Charly Triballeau - AFP

Charly Triballeau - AFP - Des employés des abattoirs AIM manifestant devant le tribunal de commerce, ce mardi 6 janvier.

Le tribunal de commerce de Coutances, dans la Manche, a décidé de placer en redressement judiciaire les abattoirs normands, ce mardi 6 janvier. Environ 600 emplois sont menacés.

Les abattoirs normands AIM, qui emploient 600 personnes, ont été placés en redressement judiciaire, ce mardi 6 janvier. L'avocate du comité central d'entreprise, Elise Brand, en a fait l'annonce aux salariés réunis devant le tribunal de commerce de Coutances, situé dans la Manche.

Cette entreprise fait l'objet d'une période d'observation de six mois, a précisé Elise Brand. Selon elle, la survie de l'entreprise n'est envisageable qu'à condition qu'elle soit rapidement cédée à un repreneur, compte tenu de l'état de sa trésorerie.

Le scénario Gad redouté

Les syndicats redoutent à moyen terme un scénario similaire à celui de leur concurrent breton Gad, dont les effectifs ont été drastiquement réduits. Sur les 1.700 salariés que comptaient la société mi-2013, le repreneur SVA Jean Rozé, filiale d'Intermarché, a fait la promesse, en octobre 2014, d'en maintenir 530 sur 755 dans le seul abattoir restant du groupe. 

"Un repreneur oui, mais à quelles conditions ? Nous ce qu'on ne veut pas, c'est un petit Gad", avait ainsi résumé lundi Johnny Poisnel, délégué CFDT d'AIM à la sortie d'un comité central d'entreprise (CCE).

Pour la direction, toutefois, "on n'en est pas du tout au stade de savoir s'il va y avoir une restructuration industrielle. Il s'agit de demander un redressement judiciaire, pour trouver un ou plusieurs investisseurs sur lesquels s'adosser", a-t-elle fait savoir, précisant qu'elle espérait boucler son tour de table dans les "premiers mois" de 2015. Mais selon Elise Brand "on a déjà fait comprendre aux représentants du personnel que la messe était dite et que le repreneur était déjà trouvé, que la casse sociale serait énorme. C'est déplorable".

L'embargo russe comme motif de crise

Comme chez Gad, la direction des AIM met en avant l'embargo russe sur le porc européen, mais aussi "la concurrence de l'Allemagne et de l'Espagne sur l'espèce porcine avec l'utilisation du dumping social", ou "la guerre des prix de la grande distribution" pour expliquer des "difficultés de trésorerie".
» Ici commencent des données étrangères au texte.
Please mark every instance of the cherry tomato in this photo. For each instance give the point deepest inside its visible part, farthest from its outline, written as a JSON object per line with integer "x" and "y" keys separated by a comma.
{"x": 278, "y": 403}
"Il a bon dos l'embargo russe", rétorque Johnny Poisnel qui, à l'instar des autres syndicalistes dénonce "la gestion de l'entreprise" depuis le rachat en 2003 par l'actionnaire principal actuel CAP 50. "Cette direction, on n'en veut plus. On préfère un repreneur plutôt qu'une bande de truands qui a coulé le bateau", a déclaré mardi dans la manifestation Jean-François Monnereau, délégué CFDT de l'établissement d'Antrain.
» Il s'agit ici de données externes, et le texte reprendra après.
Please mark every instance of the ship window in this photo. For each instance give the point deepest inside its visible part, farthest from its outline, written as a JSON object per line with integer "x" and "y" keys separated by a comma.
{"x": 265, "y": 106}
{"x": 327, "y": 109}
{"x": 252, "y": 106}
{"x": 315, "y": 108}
Les salariés d'AIM ont particulièrement mal vécu d'avoir dû passer Noël en n'ayant perçu en décembre que 800 euros au lieu des 3.000 euros qu'ils auraient dû recevoir en moyenne, selon la CFDT. Le conseil général de la Manche a partiellement compensé cette mauvaise nouvelle en faisant un don de 500 euros à la plupart des salariés normands.